Tommy Chouinard Tommy Chouinard
La Presse

À son arrivée à une réunion du conseil des ministres mercredi, M. Legault a observé que la population «peut-être sous-estime l’importance dans notre société d’avoir des médias québécois qui nous informent bien».

«Les Québécois doivent comprendre qu’on a besoin des médias d’ici pour s’informer. Ça fait partie de la démocratie», a-t-il insisté.

«J’en profite pour inviter tous les Québécois à s’abonner à des journaux, à des médias d’ici au Québec, à les consulter le plus possible. Il faut protéger ces médias-là. Donc oui, il y a une responsabilité qui va venir du gouvernement, il faudra voir aussi ce qu’on fait avec le gouvernement fédéral, mais il faut aussi qu’il y ait une responsabilité qui vienne des individus.»

Il a souligné qu’il y a un prix à produire l’information. «Les Québécois sont contents d’avoir ça gratuitement. Mais il n’y a rien de gratuit dans la vie. Il faut que quelqu’un paie», a-t-il dit.

Attendu fin septembre-début octobre, le programme d’aide aux médias écrits «sera permanent». M. Legault ne s’est pas avancé sur la forme que prendrait cette aide, soulignant qu’il tiendra compte des témoignages qui seront entendus lors de la commission parlementaire sur l’avenir des médias d’information, la semaine prochaine.

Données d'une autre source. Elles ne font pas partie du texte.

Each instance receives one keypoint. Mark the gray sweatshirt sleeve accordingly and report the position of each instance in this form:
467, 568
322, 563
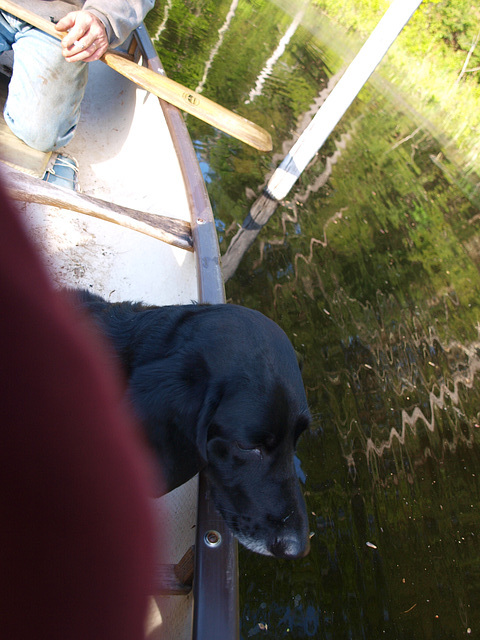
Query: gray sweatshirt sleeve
119, 16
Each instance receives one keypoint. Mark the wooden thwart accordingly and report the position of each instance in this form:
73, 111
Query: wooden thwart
25, 188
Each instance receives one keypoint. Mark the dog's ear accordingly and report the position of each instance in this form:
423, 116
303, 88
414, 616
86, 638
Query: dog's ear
211, 402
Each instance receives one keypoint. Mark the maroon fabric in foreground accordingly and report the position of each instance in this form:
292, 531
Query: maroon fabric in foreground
76, 532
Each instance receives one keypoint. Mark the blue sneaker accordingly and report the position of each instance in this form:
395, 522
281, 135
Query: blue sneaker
63, 173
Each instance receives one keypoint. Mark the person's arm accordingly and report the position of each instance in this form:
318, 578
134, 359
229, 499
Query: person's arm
100, 24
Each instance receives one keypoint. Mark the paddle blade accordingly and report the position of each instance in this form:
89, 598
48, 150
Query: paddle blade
191, 102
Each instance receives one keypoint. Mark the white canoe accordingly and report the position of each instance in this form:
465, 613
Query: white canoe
134, 151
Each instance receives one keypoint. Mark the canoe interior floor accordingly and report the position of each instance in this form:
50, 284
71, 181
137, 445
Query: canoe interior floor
13, 151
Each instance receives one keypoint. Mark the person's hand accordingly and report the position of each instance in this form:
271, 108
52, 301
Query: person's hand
86, 39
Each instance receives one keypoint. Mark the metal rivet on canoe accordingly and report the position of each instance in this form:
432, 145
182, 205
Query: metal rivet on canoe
213, 539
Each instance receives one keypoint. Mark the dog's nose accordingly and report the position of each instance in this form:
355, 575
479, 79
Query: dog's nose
290, 546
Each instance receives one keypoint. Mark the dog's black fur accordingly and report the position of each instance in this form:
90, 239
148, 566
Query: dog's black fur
218, 387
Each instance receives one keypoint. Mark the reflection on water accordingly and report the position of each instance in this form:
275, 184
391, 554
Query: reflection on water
372, 268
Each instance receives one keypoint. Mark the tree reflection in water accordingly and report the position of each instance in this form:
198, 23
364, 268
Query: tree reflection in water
373, 272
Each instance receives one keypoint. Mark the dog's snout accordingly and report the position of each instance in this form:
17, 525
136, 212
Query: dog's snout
290, 546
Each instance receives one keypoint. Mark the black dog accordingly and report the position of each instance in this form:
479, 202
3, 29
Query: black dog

«Le plan doit être équitable, sera équitable. Il devra s’appliquer à tous les médias dans toutes les régions du Québec. Évidemment, il y aura des différences selon qu’on est dans une grande ville ou dans une petite ville, selon la formule de propriété qui est utilisée, selon le nombre de journalistes. Ce qu’on souhaite, c’est qu’il y ait le plus de journalistes possible qui soient embauchés dans les médias», a-t-il expliqué.

Or le premier ministre justifie l’achat de publicités des géants du web par l’État québécois. La chute des revenus publicitaires est la principale cause de la crise des médias.

«On ne peut pas blâmer les annonceurs, que ce soit les entreprises ou les gouvernements, d’aller là où sont les gens», a-t-il soutenu. «Un moment donné, il faut quand même être réaliste. Aujourd’hui, la façon dont les gens consomment leur information est différente de la façon d’il y a dix ans.» Pour lui, «ce ne serait pas réaliste que quelqu’un pense qu’on pourrait contourner» les Facebook de ce monde. Mais «c’est certain que plus il y aura de consommateurs de médias québécois, plus ce sera facile de convaincre tous les annonceurs d’aller vers ces médias-là», a-t-il ajouté.

Il renvoie la balle à Ottawa quant à l’idée de taxer les géants du web. «Il faut être prudent. Ça relève du fédéral», a-t-il répondu.